L’ipotesi di realizzare un retroporto genovese riqualificando e adeguando lo scalo ferroviario merci di Alessandria non convince del tutto gli operatori potenzialmente interessati. Le loro valutazioni sono emerse nel corso di un incontro a fine maggio 2022 tra le imprese genovesi e i terminalisti iscritti a Confindustria Genova. Molte le perplessità legate all’ubicazione del retroporto, il cui progetto per ora è tutto sulla carta. Solo il gruppo Msc, a quanto si apprende, avrebbe manifestato un certo interesse. L’ipotesi di realizzare il “porto secco” o un terminal ad Alessandria torna ciclicamente alla ribalta.
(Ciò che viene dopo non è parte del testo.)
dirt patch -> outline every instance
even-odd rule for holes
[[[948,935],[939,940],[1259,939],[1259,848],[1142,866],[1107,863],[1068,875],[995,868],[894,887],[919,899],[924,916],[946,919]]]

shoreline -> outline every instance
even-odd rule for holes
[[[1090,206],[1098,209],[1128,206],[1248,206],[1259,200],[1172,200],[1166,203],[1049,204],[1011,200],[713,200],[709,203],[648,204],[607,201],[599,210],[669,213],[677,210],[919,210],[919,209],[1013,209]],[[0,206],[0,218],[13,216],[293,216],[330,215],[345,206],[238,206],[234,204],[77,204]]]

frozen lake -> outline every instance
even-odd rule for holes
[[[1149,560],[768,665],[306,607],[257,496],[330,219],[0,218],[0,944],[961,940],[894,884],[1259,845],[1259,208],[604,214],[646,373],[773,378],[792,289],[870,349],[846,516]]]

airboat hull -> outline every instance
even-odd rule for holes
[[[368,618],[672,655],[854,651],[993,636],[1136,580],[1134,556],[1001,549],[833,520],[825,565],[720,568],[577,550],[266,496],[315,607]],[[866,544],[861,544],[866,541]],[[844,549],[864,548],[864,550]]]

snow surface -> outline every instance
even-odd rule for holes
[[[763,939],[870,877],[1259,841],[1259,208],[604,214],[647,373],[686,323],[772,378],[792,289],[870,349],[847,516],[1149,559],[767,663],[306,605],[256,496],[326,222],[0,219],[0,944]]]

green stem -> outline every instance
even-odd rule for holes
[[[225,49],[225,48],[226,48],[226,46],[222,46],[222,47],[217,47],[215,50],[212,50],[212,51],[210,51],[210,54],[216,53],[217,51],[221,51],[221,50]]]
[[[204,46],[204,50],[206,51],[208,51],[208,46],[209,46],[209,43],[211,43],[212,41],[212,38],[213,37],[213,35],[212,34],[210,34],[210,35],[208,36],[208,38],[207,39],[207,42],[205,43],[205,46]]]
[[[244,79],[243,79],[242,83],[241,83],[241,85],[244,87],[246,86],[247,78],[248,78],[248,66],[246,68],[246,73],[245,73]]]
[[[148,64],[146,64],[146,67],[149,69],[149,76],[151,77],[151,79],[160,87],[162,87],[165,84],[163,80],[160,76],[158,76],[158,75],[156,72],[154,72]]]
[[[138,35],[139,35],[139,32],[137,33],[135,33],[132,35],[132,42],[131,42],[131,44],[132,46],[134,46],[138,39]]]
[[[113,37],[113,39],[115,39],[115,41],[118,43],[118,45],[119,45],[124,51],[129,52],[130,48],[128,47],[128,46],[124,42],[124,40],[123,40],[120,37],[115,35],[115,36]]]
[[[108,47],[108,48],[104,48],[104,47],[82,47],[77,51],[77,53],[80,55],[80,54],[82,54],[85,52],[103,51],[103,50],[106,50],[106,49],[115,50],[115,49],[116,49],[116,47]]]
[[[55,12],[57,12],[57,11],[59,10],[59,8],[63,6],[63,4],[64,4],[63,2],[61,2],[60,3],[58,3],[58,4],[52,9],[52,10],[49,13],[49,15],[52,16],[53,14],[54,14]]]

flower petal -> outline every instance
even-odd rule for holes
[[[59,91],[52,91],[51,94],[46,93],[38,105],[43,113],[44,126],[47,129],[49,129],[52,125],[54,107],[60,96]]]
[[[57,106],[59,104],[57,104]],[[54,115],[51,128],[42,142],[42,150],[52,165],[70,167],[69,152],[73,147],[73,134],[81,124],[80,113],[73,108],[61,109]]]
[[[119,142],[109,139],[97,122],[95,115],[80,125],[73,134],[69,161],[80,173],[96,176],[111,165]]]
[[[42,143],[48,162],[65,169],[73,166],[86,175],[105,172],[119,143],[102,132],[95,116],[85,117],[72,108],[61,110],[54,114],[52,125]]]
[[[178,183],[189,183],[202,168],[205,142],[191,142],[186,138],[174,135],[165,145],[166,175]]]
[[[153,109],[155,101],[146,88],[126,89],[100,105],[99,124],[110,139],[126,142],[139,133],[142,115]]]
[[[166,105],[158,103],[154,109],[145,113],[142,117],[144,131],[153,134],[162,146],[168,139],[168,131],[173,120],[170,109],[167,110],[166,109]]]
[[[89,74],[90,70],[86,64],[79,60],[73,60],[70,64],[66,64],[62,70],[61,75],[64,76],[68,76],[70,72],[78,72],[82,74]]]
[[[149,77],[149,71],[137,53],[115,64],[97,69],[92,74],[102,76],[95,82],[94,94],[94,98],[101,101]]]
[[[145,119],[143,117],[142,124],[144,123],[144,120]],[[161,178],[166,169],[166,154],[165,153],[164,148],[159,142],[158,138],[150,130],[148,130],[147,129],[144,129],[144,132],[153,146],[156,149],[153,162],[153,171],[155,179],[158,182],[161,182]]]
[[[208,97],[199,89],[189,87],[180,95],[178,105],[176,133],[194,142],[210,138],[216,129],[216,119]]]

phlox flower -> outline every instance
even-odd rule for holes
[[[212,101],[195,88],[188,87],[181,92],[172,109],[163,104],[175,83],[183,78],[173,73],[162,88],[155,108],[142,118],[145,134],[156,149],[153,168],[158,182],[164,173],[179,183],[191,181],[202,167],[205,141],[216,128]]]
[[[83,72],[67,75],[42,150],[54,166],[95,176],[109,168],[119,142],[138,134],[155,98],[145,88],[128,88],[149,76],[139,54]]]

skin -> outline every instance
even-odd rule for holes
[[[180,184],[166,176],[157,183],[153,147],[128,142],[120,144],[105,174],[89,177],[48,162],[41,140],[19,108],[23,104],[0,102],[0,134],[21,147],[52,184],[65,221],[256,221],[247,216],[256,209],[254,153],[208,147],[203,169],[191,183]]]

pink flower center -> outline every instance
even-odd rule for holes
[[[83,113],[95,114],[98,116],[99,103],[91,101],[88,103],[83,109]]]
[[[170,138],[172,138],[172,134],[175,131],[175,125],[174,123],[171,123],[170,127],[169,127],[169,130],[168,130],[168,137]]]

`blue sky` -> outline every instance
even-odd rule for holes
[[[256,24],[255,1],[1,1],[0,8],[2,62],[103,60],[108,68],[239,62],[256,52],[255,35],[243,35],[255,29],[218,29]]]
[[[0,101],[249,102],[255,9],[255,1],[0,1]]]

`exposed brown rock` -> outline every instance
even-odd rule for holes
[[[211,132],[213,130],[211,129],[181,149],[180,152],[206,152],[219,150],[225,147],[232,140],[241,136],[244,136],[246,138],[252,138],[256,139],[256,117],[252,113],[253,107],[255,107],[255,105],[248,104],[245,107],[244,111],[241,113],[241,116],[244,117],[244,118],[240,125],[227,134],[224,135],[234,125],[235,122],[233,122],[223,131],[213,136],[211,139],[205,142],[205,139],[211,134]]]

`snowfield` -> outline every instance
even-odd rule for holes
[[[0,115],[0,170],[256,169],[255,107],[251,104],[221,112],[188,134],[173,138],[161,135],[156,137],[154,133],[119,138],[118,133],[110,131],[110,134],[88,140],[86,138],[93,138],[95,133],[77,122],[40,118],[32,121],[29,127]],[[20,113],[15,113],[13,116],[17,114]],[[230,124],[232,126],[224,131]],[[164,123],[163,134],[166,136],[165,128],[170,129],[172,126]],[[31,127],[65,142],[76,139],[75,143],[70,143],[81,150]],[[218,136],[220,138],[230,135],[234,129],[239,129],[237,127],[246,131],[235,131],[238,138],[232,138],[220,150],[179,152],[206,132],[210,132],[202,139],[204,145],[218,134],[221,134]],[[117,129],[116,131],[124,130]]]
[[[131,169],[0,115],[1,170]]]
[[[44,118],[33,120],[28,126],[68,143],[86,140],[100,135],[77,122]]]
L’ultima volta è stata in occasione degli Stati generali della logistica del Nord Ovest che si sono tenuti ad Alessandria il 21 aprile 2022. Mai prima d’ora si era arrivati così vicino alla definizione del futuro dello scalo alessandrino, nel momento in cui Christian Colaneri della direzione commerciale di Rfi aveva promesso che entro giugno 2022 le Ferrovie si sarebbero impegnate a definire le specifiche funzionali di dettaglio del progetto insieme alla redazione del documento di valutazione con le alternative per l’area logistica di Alessandria.
Sono due le possibili funzioni per lo scalo di Alessandria smistamento al vaglio di Rfi. La prima prevede il ruolo di gateway o hub. In questo caso si offre la possibilità di scambio intermodale gomma-ferro con la rottura di carico dei trasporti da e per il terminal di Alessandria sia in ambito nazionale sia internazionale. In pratica si parla di terminal intermodale. La seconda funzione è quella del retroporto con la possibilità di scambio intermodale gomma-ferro per le merci originate o dirette verso i porti di Genova e Savona e l’ipotesi di rottura di carico con rilancio su ferro verso l’estero per i soli servizi generati dai due porti liguri.
Ma sulle ipotesi di sviluppo dello scalo di Alessandria si riscontra un consenso soprattutto da parte degli amministratori locali e delle istituzioni del territorio, mentre gli operatori, che in ultima istanza dovrebbero essere i veri protagonisti, restano molto prudenti. Già all’indomani degli Stati generali, Luigi Merlo, presidente di Federlogistica (e in passato alla guida dell’Autorità portuale di Genova e di Slala, proponente del retroporto) aveva manifestato tutte le sue perplessità: “Per Alessandria non è mai stato definito un modello”, furono le osservazioni di Merlo. “Era difficile, perché lo scalo ferroviario è troppo lontano da Genova perché funzioni esclusivamente da polmone per le banchine, come Santo Stefano di Magra con La Spezia, e troppo vicino al porto perché funzioni come base di rilancio per le destinazioni finali, e non può neppure essere una replica di Piacenza”.
La scommessa si gioca soprattutto sulla formula della gestione: se deve essere una struttura pubblica (con il rischio di farne solo un “carrozzone”) o al contrario una piattaforma dinamica e funzionale e in questo caso con i privati come principali protagonisti. Se l’infrastruttura dovrà diventare una semplice stazione merci, aveva osservato Luigi Merlo, questo è un lavoro che le Ferrovie potranno fare in autonomia, se invece l’idea è valorizzare l’area, capire se potrà essere o un retroporto, o un luogo di lavorazione intermedia della merce, o un centro di interscambio logistico, la collaborazione mista tra pubblico e privato appare fondamentale. Ma gli operatori privati ora sembrano avere più dubbi che certezze, in attesa che Rfi sveli le sue carte.